Good god, an offer of a date from Pellini would put me right over the edge.
“Um, my schedule’s pretty packed right now,” I demurred. “Here’s the info I have.” I gave him a rundown of the basics with Idris, that he was missing, family name, vitals, told him we’d stumbled across the ID on Amber while researching Idris’s family. Everything I told him was true, but guilt nagged. I knew a lot more that I wasn’t telling him, but I couldn’t do so without delving into demons and lords and general weirdness.
He listened, asked a few questions. When it was time to hang up, he didn’t. “Maybe when your schedule clears up we can get a beer?”
“Uh,” I said in a brilliant delaying tactic. “Sure. We’ll talk about it then.” I disengaged quickly and hung up, more than a little weirded out by his persistence. Was it because I was in better shape now, or was the reason more sinister? Then again, his desire to be friendly could just as easily be completely benign. Last year, after a particularly ugly incident, Ryan had influenced both Pellini and Boudreaux to lighten up and not be such assholes to me, and since then the two had been far less hostile. Perhaps Ryan’s little tweak had started a chain reaction of don’t-be-a-dick.
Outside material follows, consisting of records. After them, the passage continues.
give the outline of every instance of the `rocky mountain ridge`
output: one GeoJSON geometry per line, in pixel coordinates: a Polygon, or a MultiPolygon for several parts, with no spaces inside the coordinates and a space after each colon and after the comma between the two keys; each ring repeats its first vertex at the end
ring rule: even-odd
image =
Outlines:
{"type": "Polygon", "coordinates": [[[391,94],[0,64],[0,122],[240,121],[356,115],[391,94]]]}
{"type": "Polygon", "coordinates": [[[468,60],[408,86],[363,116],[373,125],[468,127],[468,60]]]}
I was drying the last of the breakfast dishes when Ryan emerged from the basement, dressed for work, empty coffee cup in hand. “We’ve sent the info on to Pellini and Boudreaux.”
“Thanks. Pellini will be glad to get it,” I said then scrunched my face. “He wanted me to meet him for lunch.”
Ryan let out a snort of laughter. “Lunch with Pellini? That’s a first.”
“He wanted to talk about the case, but I gave him the non-demon facts over the phone. There’s not all that much.” I shrugged, frowned. “He’s acting a little weird, though he’s not being a total asstard the way he used to.”